February 16 2011
What's the Matter with Men and, More Importantly, Why IS So Much the Matter?
Carrie L. Lukas
One of my favorite bloggers, Dr. Helen Smith, has an interesting critique of a new book by Kay Hymowitz, Manning Up: How the Rise of Women Has Turned Men into Boys. Hymowitz appears to focus on how many men appear to be in a state of arrested adolescence, avoiding marriage and wasting time on video games and other childish activities. Dr. Helen points out that our society tends to welcome male bashing, but rarely considers the reasons why many men are today failing to achieve traditional milestones associated with adulthood.
Like Dr. Helen, I very much plan to read the book before passing judgment. Kay Hymowitz is a fascinating anaylst and Christina Hoff Sommers has written a forward to the book, which suggests to me that there has to be a lot of value there.
But in skimming the descriptions, I tend to agree with Dr. Helen in being concerned that society too often seeks to blame men for the problems afflicting their sex, rather than considering what are the driving forces behind their deteriorating state. No fault divorce, for example, has empowered women to leave their husbands and take the kids-and often kicking those men out of homes they helped pay for to boot-simply because they aren't so enamored with the guy anymore. Academia has spent decades pounding into students that men are generally to be viewed with suspicion as potentially violent enforcers of the patriarchy. Title IX has been used to take away men's access to athletics, one of the few extracurricular activities that men express more interest in that women do. Now Title IX is being advanced to try to strong arm women into science and engineering programs, since those are just about the only academic disciplines left in which women don't already outnumber men.

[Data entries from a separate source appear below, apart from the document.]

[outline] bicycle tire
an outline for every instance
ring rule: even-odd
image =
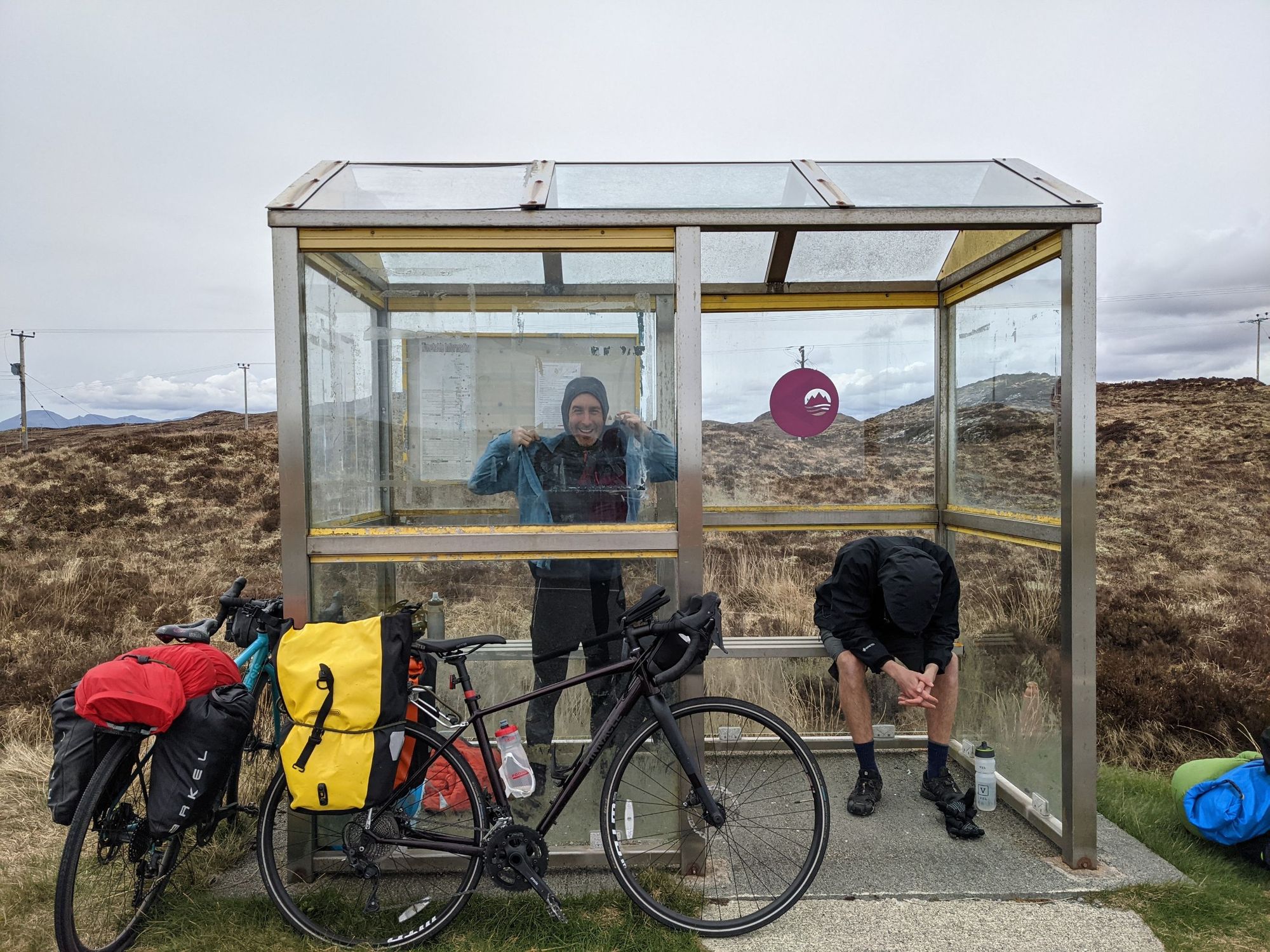
[[[414,724],[406,724],[404,729],[408,735],[414,737],[417,744],[423,743],[427,744],[429,748],[436,749],[446,743],[446,740],[439,734],[427,727],[420,727]],[[474,829],[472,842],[474,844],[479,844],[484,842],[484,836],[488,831],[485,793],[481,790],[480,782],[476,779],[476,774],[467,764],[467,760],[465,760],[460,754],[457,754],[452,746],[444,750],[442,758],[450,767],[455,769],[455,773],[458,776],[464,786],[464,792],[466,793],[469,802],[474,805],[472,817],[470,821],[465,821],[465,825],[470,824],[472,826]],[[391,801],[390,803],[386,803],[385,807],[382,809],[391,809],[395,802],[404,801],[408,796],[409,791],[405,791],[403,796],[398,797],[395,801]],[[282,914],[282,918],[286,919],[292,928],[295,928],[297,932],[305,935],[309,935],[310,938],[315,938],[321,942],[334,943],[337,946],[344,946],[344,947],[356,946],[358,948],[367,948],[367,947],[404,948],[406,946],[413,946],[419,942],[424,942],[434,937],[442,929],[444,929],[455,919],[455,916],[462,911],[464,906],[467,905],[467,900],[471,897],[472,891],[476,889],[476,883],[480,881],[481,873],[484,872],[485,868],[484,857],[483,856],[470,857],[466,872],[464,872],[458,878],[458,889],[455,892],[453,897],[441,909],[441,911],[431,915],[417,929],[413,929],[410,932],[403,932],[396,935],[382,937],[378,939],[376,938],[367,939],[364,937],[352,937],[340,934],[335,929],[330,928],[329,924],[315,922],[310,915],[307,915],[300,908],[300,905],[296,901],[296,897],[292,896],[292,894],[287,890],[284,877],[291,880],[298,880],[301,878],[300,875],[292,871],[284,872],[278,868],[277,861],[278,861],[279,845],[282,845],[283,850],[291,849],[291,847],[287,845],[290,830],[286,833],[279,833],[277,829],[278,816],[288,815],[286,810],[286,803],[287,803],[286,797],[287,797],[286,776],[279,770],[278,776],[269,786],[268,792],[264,795],[264,798],[260,801],[260,816],[259,816],[259,823],[257,824],[257,858],[260,866],[260,880],[264,882],[264,889],[265,892],[269,895],[269,899],[273,901],[274,906],[277,906],[278,911]],[[300,815],[291,814],[290,816],[300,816]],[[326,815],[326,816],[338,816],[338,815]],[[398,848],[394,847],[391,849],[398,849]],[[316,854],[318,853],[315,850],[314,856],[316,857]],[[401,856],[404,856],[404,852],[401,853]],[[348,862],[347,859],[342,861],[340,869],[335,871],[337,875],[340,871],[347,869],[347,867],[343,866],[343,863],[347,862]],[[330,878],[331,876],[326,873],[321,875],[314,873],[314,882],[302,885],[307,889],[311,889],[316,883]],[[353,880],[349,877],[348,880],[344,880],[344,882],[351,883],[353,882]],[[335,889],[338,889],[338,885],[335,886]],[[337,900],[343,900],[343,899],[344,899],[343,896],[337,897]],[[428,896],[428,899],[431,900],[431,895]],[[340,905],[342,904],[339,901],[328,902],[324,900],[323,902],[314,904],[314,911],[328,913],[329,915],[335,916],[337,913],[333,911],[333,908],[338,908]],[[343,902],[343,906],[347,908],[347,902]],[[419,914],[418,911],[411,913],[411,915],[418,915],[418,914]],[[387,913],[380,910],[376,911],[375,915],[380,916],[381,920],[391,919],[394,922],[400,922],[400,919],[398,919],[398,915],[392,910],[389,910]]]
[[[104,944],[89,944],[81,939],[80,927],[84,924],[76,924],[75,922],[75,886],[84,840],[93,834],[94,823],[100,815],[100,809],[103,809],[98,801],[105,798],[121,801],[140,776],[136,767],[132,767],[130,768],[128,786],[119,792],[112,790],[117,784],[116,774],[123,763],[130,758],[132,760],[137,759],[140,745],[141,741],[138,740],[121,739],[110,748],[93,773],[93,779],[89,781],[84,796],[75,810],[75,817],[66,831],[66,845],[62,848],[62,859],[57,867],[57,887],[53,897],[53,935],[60,952],[122,952],[132,946],[137,939],[137,933],[144,919],[168,887],[171,872],[177,866],[182,845],[179,835],[168,840],[159,864],[159,873],[154,877],[151,887],[145,892],[140,902],[133,896],[133,908],[136,911],[123,924],[116,937]],[[137,817],[138,828],[144,826],[145,823],[145,816]],[[128,850],[126,848],[119,849],[116,858],[121,861],[118,863],[119,873],[124,873],[130,864]],[[124,881],[128,881],[128,878],[121,877],[121,882]]]
[[[776,895],[767,905],[754,909],[753,911],[744,911],[748,905],[753,905],[753,902],[756,902],[757,900],[740,895],[738,883],[742,883],[744,881],[737,875],[735,868],[733,868],[730,872],[733,877],[733,889],[737,892],[737,911],[738,913],[744,911],[744,914],[734,919],[721,919],[721,918],[706,919],[701,918],[701,913],[698,913],[697,915],[688,915],[681,911],[679,909],[676,909],[671,905],[667,905],[665,902],[659,901],[658,897],[659,895],[663,896],[669,895],[669,892],[664,889],[664,883],[663,889],[655,889],[655,887],[645,889],[645,886],[640,882],[639,878],[640,873],[645,872],[645,867],[640,866],[639,861],[641,858],[648,858],[648,857],[652,857],[652,859],[657,859],[658,857],[664,857],[664,856],[678,857],[679,854],[677,852],[671,853],[668,848],[659,853],[653,853],[653,850],[646,850],[641,857],[641,854],[636,852],[636,849],[632,849],[632,844],[639,843],[639,840],[632,838],[634,823],[630,812],[631,801],[630,800],[626,801],[626,811],[625,811],[626,826],[624,830],[626,833],[626,838],[624,840],[621,836],[621,831],[618,829],[618,825],[624,817],[622,814],[620,814],[618,811],[617,800],[620,798],[618,787],[622,779],[625,778],[627,768],[632,765],[636,755],[640,755],[641,753],[645,755],[657,755],[655,745],[650,746],[646,750],[644,749],[645,741],[648,741],[649,739],[653,737],[654,734],[660,731],[660,725],[657,720],[645,721],[640,726],[640,729],[636,730],[630,739],[627,739],[627,741],[622,745],[621,750],[617,753],[617,757],[613,759],[613,765],[610,768],[608,776],[605,778],[603,792],[601,795],[601,810],[602,810],[601,824],[599,824],[601,843],[603,844],[605,856],[608,859],[608,866],[612,869],[613,876],[617,878],[618,885],[622,887],[626,895],[630,896],[631,901],[635,902],[635,905],[639,906],[652,919],[663,925],[668,925],[674,929],[686,929],[697,932],[701,935],[710,935],[710,937],[739,935],[751,932],[753,929],[762,928],[763,925],[775,922],[779,916],[789,911],[789,909],[803,896],[806,889],[812,885],[817,872],[820,868],[820,863],[824,861],[824,854],[829,844],[829,797],[824,786],[824,777],[822,776],[820,768],[817,764],[815,757],[812,754],[810,749],[808,749],[806,744],[803,743],[803,739],[789,725],[786,725],[781,718],[779,718],[770,711],[765,711],[763,708],[744,701],[735,701],[733,698],[723,698],[723,697],[690,698],[671,706],[671,716],[674,718],[676,724],[681,726],[681,734],[683,734],[686,739],[688,739],[690,735],[695,739],[696,731],[683,730],[682,726],[683,718],[692,716],[704,716],[709,713],[730,715],[738,718],[748,718],[749,721],[762,725],[768,731],[771,731],[771,734],[779,741],[785,744],[785,746],[789,749],[787,753],[792,754],[796,767],[801,769],[801,774],[792,773],[787,776],[789,782],[786,783],[786,786],[790,787],[791,791],[789,793],[789,797],[801,797],[804,796],[805,792],[809,792],[810,800],[809,801],[786,800],[786,803],[809,802],[812,805],[810,811],[814,815],[814,820],[812,823],[812,828],[806,830],[808,834],[806,858],[801,862],[799,871],[796,876],[792,878],[792,881],[787,883],[787,886],[779,895]],[[702,735],[705,734],[706,731],[702,730]],[[724,735],[721,732],[718,735],[718,737],[719,743],[723,743]],[[739,741],[739,735],[738,735],[738,741]],[[692,740],[690,740],[688,743],[691,748]],[[706,740],[705,736],[702,736],[698,749],[704,750],[705,744]],[[772,750],[777,749],[777,744],[775,743],[771,744],[770,746],[772,748]],[[701,819],[698,815],[697,823],[700,824],[701,829],[697,833],[698,835],[704,834],[702,840],[706,844],[705,845],[706,852],[704,852],[701,856],[705,857],[709,854],[711,836],[714,836],[714,842],[723,839],[723,849],[728,852],[729,858],[734,854],[734,849],[737,850],[737,854],[742,852],[749,852],[743,849],[739,844],[734,843],[732,840],[732,836],[734,834],[728,833],[729,824],[744,823],[743,817],[745,811],[743,810],[743,807],[745,806],[747,801],[743,800],[740,795],[735,792],[729,792],[729,790],[726,788],[726,784],[733,783],[733,777],[728,774],[730,764],[726,765],[724,768],[724,772],[720,774],[718,767],[715,765],[715,760],[721,762],[723,757],[726,757],[728,754],[739,754],[740,757],[771,758],[772,750],[767,750],[767,753],[756,753],[761,750],[767,750],[767,745],[765,745],[763,748],[758,748],[757,745],[751,743],[751,746],[747,748],[745,750],[735,750],[735,751],[721,750],[719,751],[718,758],[714,754],[707,754],[706,763],[698,764],[702,777],[705,778],[706,783],[711,786],[711,791],[716,795],[716,797],[719,797],[720,802],[724,801],[725,796],[730,801],[729,803],[726,803],[726,806],[729,807],[729,820],[724,823],[724,825],[719,828],[716,831],[714,830],[714,828],[709,828],[705,824],[704,819]],[[669,759],[672,763],[662,762],[662,767],[682,770],[682,768],[679,768],[678,765],[678,762],[674,760],[673,754],[669,754]],[[660,760],[660,757],[658,757],[658,760]],[[773,765],[773,768],[770,769],[780,769],[780,768],[779,765]],[[768,778],[766,774],[759,777],[758,770],[759,768],[756,765],[753,778],[757,778],[759,781],[759,786],[768,787],[768,790],[763,792],[763,798],[762,798],[763,801],[767,802],[765,802],[762,807],[754,805],[749,812],[762,815],[765,820],[770,820],[771,816],[773,815],[779,816],[780,815],[779,811],[781,809],[787,809],[786,803],[773,802],[786,796],[784,792],[781,792],[782,788],[776,787],[775,795],[773,791],[771,790],[771,784],[773,782],[786,778],[777,777],[772,779]],[[744,768],[744,770],[738,768],[738,776],[740,776],[742,773],[744,773],[747,777],[749,776],[748,764]],[[644,776],[649,774],[638,774],[638,778],[641,778]],[[712,777],[715,779],[711,779]],[[803,781],[806,782],[806,791],[804,791],[800,787],[800,783]],[[654,784],[657,784],[657,781],[649,783],[649,786]],[[624,787],[624,790],[629,792],[631,787],[634,787],[635,790],[641,790],[640,787],[634,786],[634,782]],[[669,807],[677,806],[676,801],[679,801],[681,796],[678,792],[671,791],[664,786],[662,788],[665,790],[667,810],[653,811],[653,812],[663,812],[664,816],[660,823],[668,825],[671,823],[671,817],[676,815],[676,812],[672,812]],[[757,792],[757,790],[758,788],[756,787],[754,791]],[[674,796],[672,796],[672,793],[674,793]],[[657,793],[657,796],[662,795]],[[751,795],[751,798],[753,798],[753,795]],[[762,830],[775,831],[780,829],[786,829],[786,830],[792,829],[785,826],[771,828],[758,820],[756,820],[754,823],[756,823],[754,828],[756,830],[762,829]],[[676,826],[671,828],[667,842],[674,843],[676,833],[679,833],[677,848],[682,848],[686,835],[682,831],[682,824],[677,824]],[[654,838],[665,835],[667,833],[664,829],[653,834]],[[773,835],[784,836],[784,834],[780,833],[763,833],[756,835],[759,838],[758,842],[766,843],[768,848],[772,848],[771,840],[768,838]],[[622,845],[624,843],[626,848],[625,854]],[[658,845],[660,845],[660,843]],[[776,844],[776,847],[780,849],[786,849],[784,844]],[[756,853],[758,854],[763,852],[765,849],[762,847],[758,847],[756,849]],[[762,858],[761,856],[756,856],[756,859],[761,858]],[[704,867],[709,867],[714,861],[706,858],[701,859],[700,862]],[[792,862],[796,863],[798,858],[795,857]],[[649,863],[649,867],[654,864],[655,863]],[[771,871],[767,867],[759,866],[759,869],[767,869],[768,875],[771,875]],[[726,906],[730,906],[732,902],[726,897],[726,890],[723,890],[721,892],[710,891],[710,887],[707,887],[706,883],[710,883],[711,875],[714,873],[702,869],[700,875],[693,875],[692,878],[700,880],[701,882],[701,890],[702,890],[701,906],[700,906],[701,910],[702,911],[706,909],[719,910],[721,915],[723,914],[721,910]],[[751,873],[747,871],[745,876],[748,881]],[[759,886],[766,889],[767,883],[763,882],[761,877],[762,873],[759,873]],[[681,886],[685,885],[686,878],[687,876],[681,871],[679,873]],[[711,886],[716,887],[718,882],[711,883]],[[673,892],[673,890],[671,890],[671,892]]]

This isn't to suggest that men are all angels. Certainly I think there is something to the fact that our culture has made it easier for men to indulge counterproductive instincts, and many men happily dove in to the whirlpool of meaningless encounters and media stimulation, rather than pursue higher goals. But a solution to the downslide of men's prospects aren't going to be found just by heaping insults on what might increasingly be characterized as the new weaker-or at least more vulnerable-sex.
UPDATE: Turns out, Christina Hoff Sommers didn't write a forward to this book, but there are other endorsements from many I admire, such as Caitlin Flanagan and Bill Bennett.